# Does an IBEW apprentice work full time? What happens if he's laid off?



## Black Dog (Oct 16, 2011)

rankin said:


> Hi, I just had a couple of questions that I can't seem to find concrete answers to:
> 
> When a 1st year apprentice is called to a job, does he/she work full-time (8 hour days, 30-40 days a week?). I know some days out of the week are for classes; I just want to be sure that I'm not going to be working only 20 hours a week.
> 
> Also, what happens when you are laid off? From what I've read, it's inevitable. Do you receive unemployment when you are waiting for the next call?


Yes you get unemployment unless you were fired with cause.


----------



## kg7879 (Feb 3, 2014)

First years are cheap, so they rarely get laid off. In our local the contractors are required for the most part to give you at least forty hours or they must lay you off.


----------



## Sparky Girl (Apr 15, 2015)

When I got in, we went to classes in the evening and got out 40 in the field every week. I think in 134 they have to attend classes for 3 months with little or no compensation. That's rough. I'm retired now but I think our local now takes one day a week for classes, so you get 32 in the field and 32 hours pay. But I think you get credited for 40 hours toward satisfying your JW requirements.

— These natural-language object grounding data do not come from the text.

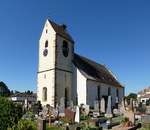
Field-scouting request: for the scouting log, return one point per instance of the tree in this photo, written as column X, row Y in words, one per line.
column 10, row 113
column 132, row 95
column 4, row 91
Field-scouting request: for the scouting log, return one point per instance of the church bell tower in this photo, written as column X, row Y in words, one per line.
column 54, row 79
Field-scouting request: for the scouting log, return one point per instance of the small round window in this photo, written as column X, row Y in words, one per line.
column 65, row 48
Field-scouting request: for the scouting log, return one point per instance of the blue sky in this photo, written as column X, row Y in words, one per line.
column 111, row 32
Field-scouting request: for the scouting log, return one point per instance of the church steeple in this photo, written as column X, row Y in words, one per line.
column 56, row 48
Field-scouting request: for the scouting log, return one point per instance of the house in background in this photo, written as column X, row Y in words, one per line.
column 4, row 90
column 22, row 97
column 64, row 74
column 144, row 95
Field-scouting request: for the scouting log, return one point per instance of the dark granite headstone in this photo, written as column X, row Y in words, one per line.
column 41, row 124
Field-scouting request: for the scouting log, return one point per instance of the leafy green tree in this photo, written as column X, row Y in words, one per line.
column 26, row 125
column 132, row 95
column 10, row 113
column 4, row 91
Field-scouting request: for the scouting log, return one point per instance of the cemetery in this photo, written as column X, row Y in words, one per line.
column 128, row 115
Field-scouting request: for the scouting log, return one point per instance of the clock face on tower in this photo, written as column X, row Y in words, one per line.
column 65, row 48
column 45, row 52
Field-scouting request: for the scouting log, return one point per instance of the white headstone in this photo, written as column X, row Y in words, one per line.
column 61, row 108
column 103, row 105
column 77, row 115
column 96, row 105
column 109, row 109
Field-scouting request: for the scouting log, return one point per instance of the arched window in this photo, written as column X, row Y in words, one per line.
column 46, row 44
column 44, row 94
column 65, row 48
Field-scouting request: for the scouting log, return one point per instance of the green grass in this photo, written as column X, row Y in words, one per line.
column 53, row 128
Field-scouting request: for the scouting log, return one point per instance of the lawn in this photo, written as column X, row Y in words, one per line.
column 53, row 128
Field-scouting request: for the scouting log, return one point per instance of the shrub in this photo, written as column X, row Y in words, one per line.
column 26, row 125
column 10, row 113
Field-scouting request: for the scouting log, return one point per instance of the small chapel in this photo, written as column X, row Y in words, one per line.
column 62, row 73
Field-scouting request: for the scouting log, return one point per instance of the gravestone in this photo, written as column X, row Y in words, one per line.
column 96, row 105
column 131, row 105
column 69, row 114
column 41, row 124
column 77, row 115
column 145, row 119
column 86, row 109
column 71, row 104
column 103, row 105
column 109, row 109
column 61, row 108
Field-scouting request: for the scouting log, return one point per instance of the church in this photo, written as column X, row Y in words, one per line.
column 64, row 74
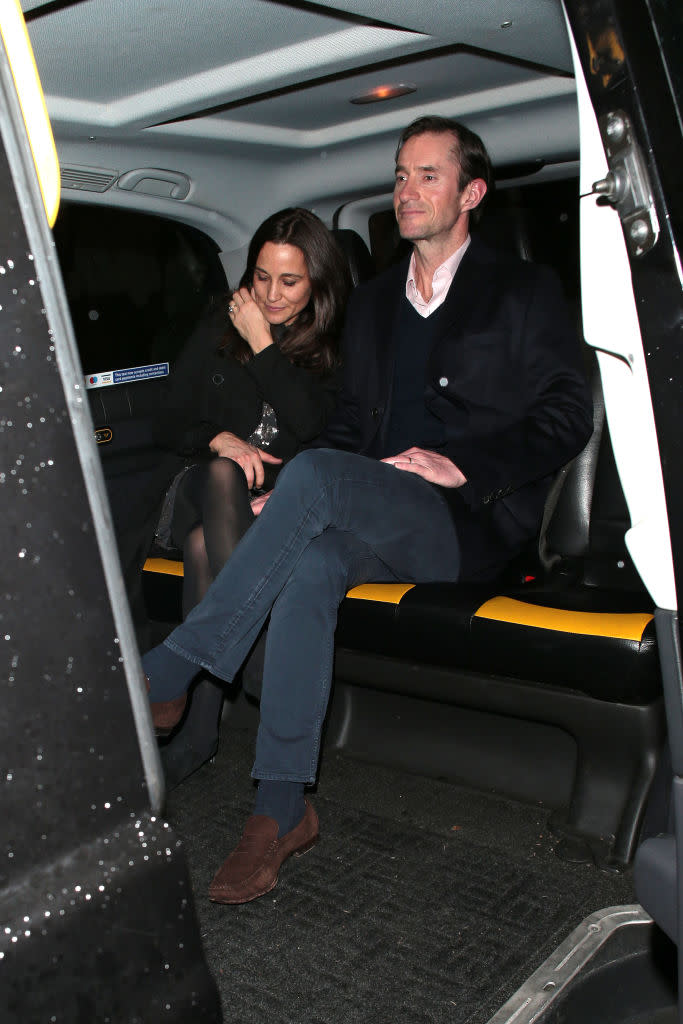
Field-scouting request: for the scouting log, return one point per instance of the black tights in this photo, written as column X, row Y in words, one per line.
column 212, row 512
column 218, row 496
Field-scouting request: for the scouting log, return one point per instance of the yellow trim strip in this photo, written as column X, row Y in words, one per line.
column 390, row 593
column 622, row 626
column 163, row 565
column 32, row 100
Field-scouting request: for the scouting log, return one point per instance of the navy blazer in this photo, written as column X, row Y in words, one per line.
column 505, row 377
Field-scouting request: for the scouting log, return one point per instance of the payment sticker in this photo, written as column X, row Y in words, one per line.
column 110, row 377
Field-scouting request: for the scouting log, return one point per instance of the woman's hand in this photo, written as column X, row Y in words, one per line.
column 430, row 465
column 249, row 321
column 258, row 503
column 251, row 459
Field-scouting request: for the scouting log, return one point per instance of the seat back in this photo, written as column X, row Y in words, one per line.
column 586, row 515
column 357, row 255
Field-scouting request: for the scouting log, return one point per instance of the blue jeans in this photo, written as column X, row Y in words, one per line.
column 334, row 520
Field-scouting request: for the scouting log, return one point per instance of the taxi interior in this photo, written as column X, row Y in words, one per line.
column 497, row 749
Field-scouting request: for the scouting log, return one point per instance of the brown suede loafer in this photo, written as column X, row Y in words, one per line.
column 166, row 714
column 251, row 870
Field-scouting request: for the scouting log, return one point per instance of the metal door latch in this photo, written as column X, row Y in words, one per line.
column 627, row 184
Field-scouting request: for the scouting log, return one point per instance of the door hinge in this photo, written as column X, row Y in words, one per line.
column 627, row 185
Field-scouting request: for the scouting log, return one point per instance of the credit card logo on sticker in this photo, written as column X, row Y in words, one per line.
column 110, row 377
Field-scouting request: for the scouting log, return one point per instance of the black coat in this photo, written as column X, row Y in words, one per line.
column 211, row 391
column 505, row 378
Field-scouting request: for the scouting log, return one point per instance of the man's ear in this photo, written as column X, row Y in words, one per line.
column 474, row 194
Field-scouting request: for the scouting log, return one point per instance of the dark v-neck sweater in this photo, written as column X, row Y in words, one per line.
column 411, row 421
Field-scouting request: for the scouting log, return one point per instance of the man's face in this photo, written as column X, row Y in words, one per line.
column 427, row 199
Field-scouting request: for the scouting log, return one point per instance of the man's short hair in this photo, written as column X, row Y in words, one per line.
column 468, row 150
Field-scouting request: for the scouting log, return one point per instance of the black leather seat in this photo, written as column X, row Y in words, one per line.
column 571, row 642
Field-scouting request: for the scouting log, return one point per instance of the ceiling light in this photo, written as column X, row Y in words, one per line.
column 381, row 92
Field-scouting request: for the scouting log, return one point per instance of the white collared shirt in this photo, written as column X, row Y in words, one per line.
column 441, row 282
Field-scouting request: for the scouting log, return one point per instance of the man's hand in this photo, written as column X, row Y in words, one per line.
column 430, row 465
column 258, row 503
column 251, row 459
column 249, row 321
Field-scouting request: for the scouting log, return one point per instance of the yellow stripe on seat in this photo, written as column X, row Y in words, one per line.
column 390, row 593
column 622, row 626
column 163, row 565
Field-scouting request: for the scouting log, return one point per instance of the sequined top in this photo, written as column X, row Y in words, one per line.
column 266, row 429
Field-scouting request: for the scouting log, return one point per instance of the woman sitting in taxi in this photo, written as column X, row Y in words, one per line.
column 243, row 402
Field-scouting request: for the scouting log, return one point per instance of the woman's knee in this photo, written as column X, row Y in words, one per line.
column 194, row 549
column 224, row 473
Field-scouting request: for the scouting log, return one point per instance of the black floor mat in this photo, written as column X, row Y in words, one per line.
column 422, row 902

Call your apprentice coordinator and you'll know for sure.


----------



## Bad Electrician (May 20, 2014)

I hired two 3rd year apprentices today, that were just laid off.


----------



## rankin (Apr 14, 2015)

Called up my union, and they told me exactly what this thread said: either 40 hours a week, or I get laid off and get unemployment until my next job.

Definitely glad I'm being given the opportunity to be part of a union.


----------



## dielectricunion (Nov 29, 2012)

I'm hoping to join my local unions apprenticeship program soon if I get accepted. Is there a window when they normally hire new apprentices or do they hire year round? I guess I should call and ask the local


----------



## cabletie (Feb 12, 2011)

kg7879 said:


> In our local the contractors are required for the most part to give you at least forty hours or they must lay you off.

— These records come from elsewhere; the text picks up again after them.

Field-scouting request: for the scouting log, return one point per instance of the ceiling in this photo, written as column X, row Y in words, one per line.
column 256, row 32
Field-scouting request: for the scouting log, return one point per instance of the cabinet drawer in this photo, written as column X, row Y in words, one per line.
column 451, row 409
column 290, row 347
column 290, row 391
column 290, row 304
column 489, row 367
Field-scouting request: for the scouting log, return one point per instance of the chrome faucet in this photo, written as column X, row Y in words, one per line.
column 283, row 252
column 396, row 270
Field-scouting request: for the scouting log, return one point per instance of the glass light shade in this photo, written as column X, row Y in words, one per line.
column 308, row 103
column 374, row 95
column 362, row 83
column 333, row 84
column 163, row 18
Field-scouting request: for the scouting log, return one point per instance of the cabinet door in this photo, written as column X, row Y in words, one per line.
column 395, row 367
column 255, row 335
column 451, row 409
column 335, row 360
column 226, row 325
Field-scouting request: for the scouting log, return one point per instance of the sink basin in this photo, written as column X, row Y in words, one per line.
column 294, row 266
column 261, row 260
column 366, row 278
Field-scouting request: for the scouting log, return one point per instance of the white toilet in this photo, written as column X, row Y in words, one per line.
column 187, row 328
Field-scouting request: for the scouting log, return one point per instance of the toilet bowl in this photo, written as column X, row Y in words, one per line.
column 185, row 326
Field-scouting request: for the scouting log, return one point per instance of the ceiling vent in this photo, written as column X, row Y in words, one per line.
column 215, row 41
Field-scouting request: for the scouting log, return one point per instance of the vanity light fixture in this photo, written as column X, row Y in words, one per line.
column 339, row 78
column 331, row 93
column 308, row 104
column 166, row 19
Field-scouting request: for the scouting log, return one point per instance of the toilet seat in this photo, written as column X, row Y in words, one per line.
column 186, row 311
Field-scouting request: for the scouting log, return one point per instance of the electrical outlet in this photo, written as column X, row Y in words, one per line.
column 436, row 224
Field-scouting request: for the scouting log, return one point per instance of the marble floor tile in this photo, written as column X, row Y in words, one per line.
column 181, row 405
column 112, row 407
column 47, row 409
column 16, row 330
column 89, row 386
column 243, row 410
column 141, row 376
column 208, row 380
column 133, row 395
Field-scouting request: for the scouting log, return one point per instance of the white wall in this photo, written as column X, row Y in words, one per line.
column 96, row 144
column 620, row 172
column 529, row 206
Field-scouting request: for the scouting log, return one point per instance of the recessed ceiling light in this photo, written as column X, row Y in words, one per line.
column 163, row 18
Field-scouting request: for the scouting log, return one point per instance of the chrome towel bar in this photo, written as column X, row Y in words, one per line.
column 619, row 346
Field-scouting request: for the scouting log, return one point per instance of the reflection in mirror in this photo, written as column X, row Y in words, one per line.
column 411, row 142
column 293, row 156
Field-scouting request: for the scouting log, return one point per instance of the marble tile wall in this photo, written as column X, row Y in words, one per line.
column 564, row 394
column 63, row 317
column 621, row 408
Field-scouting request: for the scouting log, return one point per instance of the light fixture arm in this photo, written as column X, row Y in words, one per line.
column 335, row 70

That is not the case here. I am sure if you were not getting 40 hours you could ask for a layoff. I know some companies that put their guys on 32 hour weeks if they get slow. Again I think you could just take the layoff.


----------



## cabletie (Feb 12, 2011)

Our apprentices go to school 1 night a week. Once a month they have an extra night for shop class. It was also mandatory they made all the meetings (not anymore). They also have extra nights for OSHA. Ther are some weeks that they will be at the hall 3 nights a week. 

It is very rare that an apprentice does not get his on the job hours in. Our local only takes in about 12 a year. The rest get filtered in through the B program as third year A. That is after five years as B with the first two years of the same apprenticeship as A. 

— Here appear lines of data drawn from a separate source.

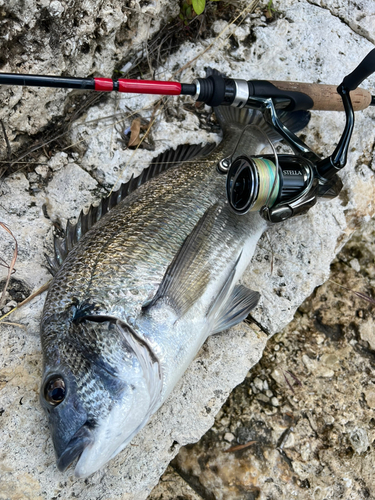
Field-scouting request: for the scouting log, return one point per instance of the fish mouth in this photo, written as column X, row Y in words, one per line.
column 81, row 439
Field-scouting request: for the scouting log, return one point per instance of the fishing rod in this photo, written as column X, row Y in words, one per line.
column 278, row 186
column 214, row 90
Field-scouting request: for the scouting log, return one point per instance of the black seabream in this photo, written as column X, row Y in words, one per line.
column 140, row 283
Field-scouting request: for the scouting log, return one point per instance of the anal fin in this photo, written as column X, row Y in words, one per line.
column 188, row 275
column 239, row 304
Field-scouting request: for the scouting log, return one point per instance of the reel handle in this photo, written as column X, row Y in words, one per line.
column 325, row 97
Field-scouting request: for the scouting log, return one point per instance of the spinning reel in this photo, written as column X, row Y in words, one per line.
column 282, row 186
column 278, row 186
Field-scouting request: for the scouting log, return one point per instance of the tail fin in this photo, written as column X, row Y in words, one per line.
column 235, row 117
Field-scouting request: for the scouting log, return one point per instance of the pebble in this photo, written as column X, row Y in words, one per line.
column 228, row 436
column 225, row 421
column 354, row 264
column 258, row 383
column 263, row 397
column 42, row 170
column 359, row 440
column 370, row 397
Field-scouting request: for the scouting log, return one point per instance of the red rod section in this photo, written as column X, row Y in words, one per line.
column 103, row 84
column 138, row 86
column 149, row 87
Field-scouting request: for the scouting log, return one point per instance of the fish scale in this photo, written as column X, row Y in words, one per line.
column 140, row 291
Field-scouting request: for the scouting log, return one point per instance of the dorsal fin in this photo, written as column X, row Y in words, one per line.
column 162, row 162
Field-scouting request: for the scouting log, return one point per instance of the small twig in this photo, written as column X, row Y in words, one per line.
column 10, row 269
column 9, row 149
column 289, row 384
column 283, row 438
column 240, row 447
column 358, row 294
column 272, row 254
column 40, row 290
column 13, row 324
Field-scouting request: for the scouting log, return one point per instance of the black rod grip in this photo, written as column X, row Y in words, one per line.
column 362, row 71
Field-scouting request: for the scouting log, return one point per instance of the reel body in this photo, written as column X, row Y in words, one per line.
column 278, row 193
column 283, row 186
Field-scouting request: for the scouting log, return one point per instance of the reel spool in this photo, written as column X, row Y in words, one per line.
column 254, row 182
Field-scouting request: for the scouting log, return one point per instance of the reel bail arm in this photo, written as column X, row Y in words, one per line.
column 303, row 177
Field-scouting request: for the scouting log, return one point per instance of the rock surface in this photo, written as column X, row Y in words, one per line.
column 318, row 440
column 305, row 43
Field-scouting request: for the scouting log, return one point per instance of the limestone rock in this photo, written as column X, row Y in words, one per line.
column 292, row 259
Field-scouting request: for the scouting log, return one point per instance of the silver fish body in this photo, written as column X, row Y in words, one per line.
column 137, row 297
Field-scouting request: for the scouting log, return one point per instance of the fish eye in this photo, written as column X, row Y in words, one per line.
column 54, row 391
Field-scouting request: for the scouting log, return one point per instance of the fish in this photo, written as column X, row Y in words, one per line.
column 140, row 282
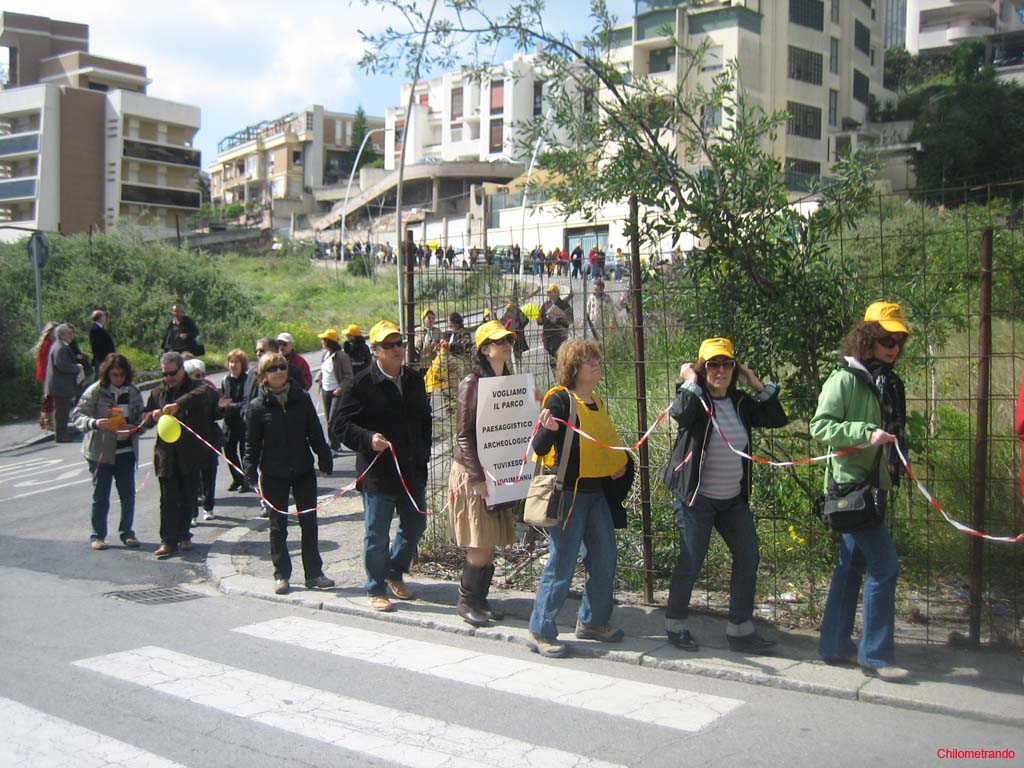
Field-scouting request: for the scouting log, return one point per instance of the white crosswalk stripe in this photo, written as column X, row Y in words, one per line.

B is now called CW and B apprentice is called CE. No matter how you get in you will do a five year apprenticeship, even if you get in as a CW. CW will get the CW rate but they still have to do the first and second year apprenticeship just like CE.


----------



## retiredsparktech (Mar 8, 2011)

cabletie said:


> That is not the case here. I am sure if you were not getting 40 hours you could ask for a layoff. I know some companies that put their guys on 32 hour weeks if they get slow. Again I think you could just take the layoff.


You'll never get your Journeyman status that way! 
Thirty-two hours of pay, has got to pay more than unemployment, plus you're accumulating the hours toward your JW status.
I felt the same way, when I was younger, but you're not going to be young forever. 
When I finished my schooling, with the hours I put in, I was two weeks away from JW status.


----------